AI Alignment Problem?
Artificial Intelligence (AI) may be the greatest innovation since the invention of fire or the wheel, according to recent talk. It may also be our last invention.
I first became aware of the amazing potential of Artificial Intelligence as a teen, ironically, when I read a book by Berkeley philosophy professor Hubert Dreyfus called What Computers Can’t Do: The Limits of Artificial Intelligence. He did not believe that humans had some supernatural soul. And he was quite aware of how creative computers could be. But he believed that there were aspects of being human that computers lack.
Not long after reading that book, I had the privilege of learning from MIT Computer Science professor Joseph Weizenbaum. I had read his book Computer Power and Human Reason: From Judgment to Calculation, and he talked to us about his message. He had written a program called “Eliza,” named after Eliza Doolittle in Pygmalion. Eliza could emulate a Rogerian psychotherapist. She would ask questions and respond in a way that could draw a subject toward insights about themselves.
He wrote it as an exercise in creating what we might call the first chatbot. He was horrified when he discovered that people really wanted to use it as a therapist. He explained to us that Eliza did not actually understand anything you are saying and she had no human experiences that could make her empathize with an actual human. That horror led him to write the book. He warned of the danger of “instrumental reason” replacing human interactions.
The current generation of chatbots like ChatGPT and Google Bard are orders of magnitude more sophisticated than Eliza. They are capable of writing essays on almost any subject, from technical to literary and poetic. They currently have flaws – like “hallucinating” references that they totally make up, and making basic arithmetic mistakes. But it is naive to think those problems will persist.
We need to imagine what society will look like in a world where machines can write an essay like this one, but in a fraction of a second. Drawing on a universe of information far beyond what one person can experience in a lifetime.
Tentatively, people in the field are suggesting this technology can be used by a writer as a starting point for creating an essay that expresses the writer’s true meaning. I am skeptical it will end there. I love the opportunity to express my insights and observations here. But it is very possible that a chatbot could offer even more interesting insights than I can very soon.

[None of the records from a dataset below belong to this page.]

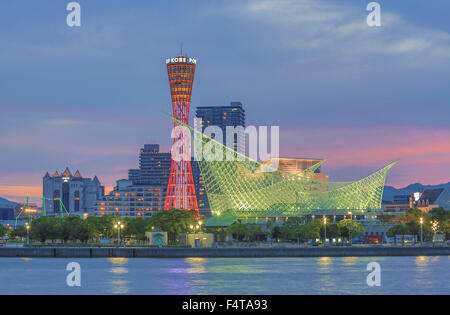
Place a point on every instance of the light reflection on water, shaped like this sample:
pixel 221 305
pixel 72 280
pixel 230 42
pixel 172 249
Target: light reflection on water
pixel 118 283
pixel 324 275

Programs already have proved mathematical theorems in creative new ways. Other programs can create works of art in the style of any known artist, or in a totally original style. It is not clear that we can just shut all of this down because these are things computers “shouldn’t do.”
In The Hitchhiker’s Guide to the Galaxy, super intelligent “Deep Thought” is asked to provide the answer to “life, the universe and everything.” After millennia of processing, it comes up with “42.” Which left the question: What question is this the answer to?
Philosopher Nick Bostrom illustrated the AI Alignment Problem with a thought experiment. A person might ask a super intelligent machine to create a paperclip factory. The machine might take this to mean that humans want to make as many paperclips as possible. It might take the directive to such an extreme that it starts taking over all of the Earth’s resources to make paperclips. It might kill all humans in order to extract paperclip bits from their bodies – and to keep the humans from interfering with this central goal of maximizing the number of paperclips.
His example highlights the idea that machines are tools with no actual feelings or goals of their own. The machine may be very intelligent and effective at achieving what it thinks is our goal. But it may become very badly out of alignment with our actual goals.
Current AI has no actual point of view. It can be creative, yet it has nothing to express. Chatbots use large language models that predict “what word is likely to come next.” They have zero understanding of what the words mean.
Transhumanists believe that we should not be limited in our future vision to what humans want and need. They imagine a future of intelligences that far exceed our imagination. I am sympathetic to this view. But what if there is “nobody home” in these super intelligences?